Etiopathogenesis - Brain's Blue Notes

  • Biological Factors:
    • Monoamine Hypothesis: ↓ Serotonin (5-HT), ↓ Norepinephrine (NE), ↓ Dopamine (DA).
    • Neuroendocrine:
      • Hypothalamic-Pituitary-Adrenal (HPA) axis hyperactivity: ↑ Cortisol; Dexamethasone Suppression Test (DST) non-suppression.
      • Thyroid dysfunction (e.g., hypothyroidism).
    • Neuroinflammation: ↑ Pro-inflammatory cytokines (e.g., IL-6, TNF-α).
    • Genetics:
      • Heritability approx. ~37%.
      • Gene-environment interaction (e.g., 5-HTTLPR polymorphism & stress).
    • Brain Structural & Functional Changes: ↓ Hippocampal volume; altered Prefrontal Cortex (PFC), amygdala, Anterior Cingulate Cortex (ACC) activity. Coronal MRI showing hippocampal atrophy in MDD
  • Psychosocial Factors:
    • Stressful life events (e.g., loss, trauma, abuse).
    • Early life adversity.
    • Personality traits (e.g., neuroticism, introversion).
    • Cognitive theory (Beck's cognitive triad: negative view of self, world, future).

⭐ HPA axis dysregulation, particularly hypercortisolemia and non-suppression on the Dexamethasone Suppression Test (DST), is a well-documented biological finding in many patients with MDD.
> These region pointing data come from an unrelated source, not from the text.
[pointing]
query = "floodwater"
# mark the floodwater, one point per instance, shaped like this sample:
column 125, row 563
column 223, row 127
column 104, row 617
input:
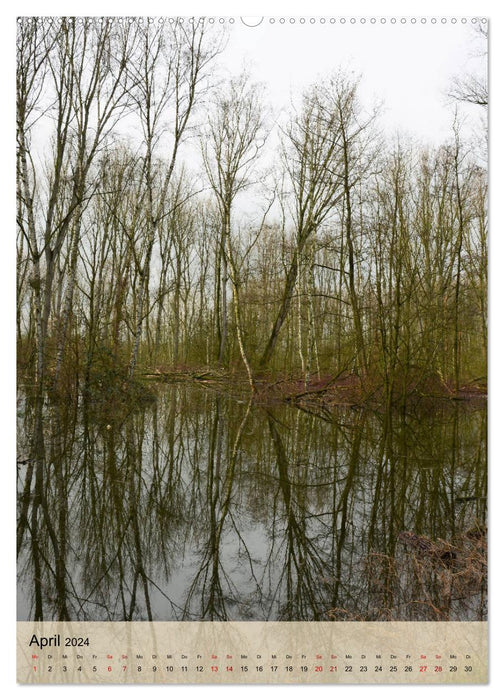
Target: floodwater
column 201, row 506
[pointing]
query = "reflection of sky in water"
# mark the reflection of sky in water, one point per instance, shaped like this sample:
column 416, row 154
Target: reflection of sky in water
column 290, row 535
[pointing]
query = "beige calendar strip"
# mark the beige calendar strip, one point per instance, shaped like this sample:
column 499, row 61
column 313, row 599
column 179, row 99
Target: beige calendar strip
column 252, row 652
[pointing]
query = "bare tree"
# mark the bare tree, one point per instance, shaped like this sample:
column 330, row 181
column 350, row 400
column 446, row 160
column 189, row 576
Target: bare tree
column 230, row 147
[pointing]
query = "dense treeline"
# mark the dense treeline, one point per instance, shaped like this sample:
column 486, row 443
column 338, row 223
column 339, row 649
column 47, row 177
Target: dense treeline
column 362, row 254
Clinical Features & Diagnosis - Symptom Spotlight

  • Core Criteria (DSM-5):5 of 9 symptoms for ≥2 weeks; must include (1) depressed mood OR (2) anhedonia.
  • 📌 SIGECAPS Mnemonic:
    • Sleep disturbance (↑/↓)
    • Interest loss (↓, anhedonia)
    • Guilt (excessive, worthlessness)
    • Energy loss (↓, fatigue)
    • Concentration difficulties (↓, indecisiveness)
    • Appetite change (↑/↓, weight change >5%/month)
    • Psychomotor agitation/retardation (observable)
    • Suicidal thoughts/ideation
  • Key Exclusions: Symptoms not due to substance, other medical condition, or better explained by other psychotic disorders. Crucially, no history of mania/hypomania.
  • Common Specifiers:
    • Atypical features (mood reactivity, weight gain, hypersomnia, leaden paralysis, rejection sensitivity)
    • Melancholic features (severe anhedonia, early morning awakening, diurnal variation worse AM, guilt)
    • Psychotic features (delusions/hallucinations)
    • Anxious distress

⭐ MDD with psychotic features often requires combination treatment with an antidepressant and an antipsychotic, or Electroconvulsive Therapy (ECT).

Management - Mood Menders

  • Principles: Stepped care; aim for remission. Combine pharmacotherapy & psychotherapy.
  • Pharmacotherapy:
    • SSRIs (e.g., Fluoxetine): 1st line; SEs: GI, sexual.
    • SNRIs (e.g., Venlafaxine).
    • TCAs (e.g., Amitriptyline): Cardiotoxic, anticholinergic.
    • MAOIs (e.g., Phenelzine): Hypertensive crisis risk.
    • Augment/switch if poor response.
  • Psychotherapy: CBT, IPT.
  • Somatic Therapies:
    • ECT: Severe, treatment-resistant, psychotic MDD, catatonia, high suicide risk.
    • rTMS: For non-response.
  • Duration: Continue antidepressants 6-9 months post-remission.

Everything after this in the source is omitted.